I was having an imaginary conversation with an aspiring self publisher who owns a pet store while I was out running this morning. She was bouncing ideas off me for both fiction and nonfiction books she was thinking about writing - I'm rubber. The conversation went something like this:
Adrian: "I really love dogs, I've been working with them for over 20 years, I go to all the shows and conventions. If I know one thing in this world, it's dogs. So I was thinking of writing a novel about an alcoholic vice cop whose daughter turns tricks to support her drug habit."
Morris: "Uh, does the cop have a dog? Does the daughter have a dog? Is there a crime in a pet shop? Do you have any experience with police work, or, uh, you know..."
Adrian: "Well, I read a lot of books and watch a lot of TV and there don't seem to be that many dogs in prominent roles. I want to give myself the best chance of success."
Morris: "If you really feel you have to start off with an action novel, I'd at least try to work some dogs and a pet shop into the plot, maybe even the title. It helps quite a bit with believability if you can write from experience."
Adrian: "Oh, if you mean I should write some how-to book about animals, I have been thinking of a book on raising possums for pets."
Morris: "Uh, is there a lot of demand for pet possums?"
Adrian: "Well, I did some research, and there aren't any competing books, so I should be really successful."
Morris: "That's not always a great sign in publishing, it could mean that there isn't much demand. Have you considered writing a book about, you know, dogs?"

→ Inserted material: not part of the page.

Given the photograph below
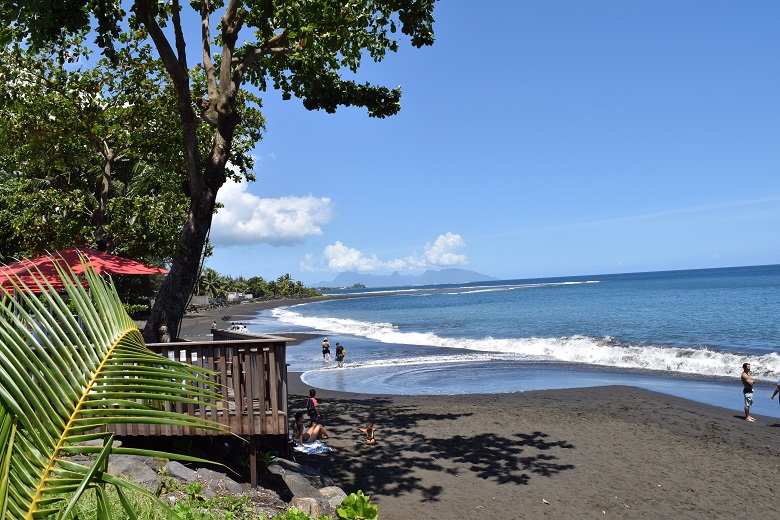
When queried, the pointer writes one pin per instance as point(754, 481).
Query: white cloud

Adrian: "Oh, there are thousands of books about dogs, I sell them in my store. How can I compete when it's all been done before? Every show I go to there are dog books for sale, dog breeding, dog feeding, dog psychology, dog humor, and most of them aren't any good! People are always asking me to suggest a book about choosing a puppy, but it's hard because I don't agree with the authors of the published books."
Morris: "That's usually a good sign in publishing, that there's a lot of demand. If you write a good book, even if there's direct competition in your niche, say, "Purchasing A Pet Shop Puppy", at least you know that there''s a market. If you write the better book and do a better job marketing, you'll do well."
Adrian: "But I could practically write that book in my sleep! What would that prove?"
Morris: "That you're a pretty smart self publisher."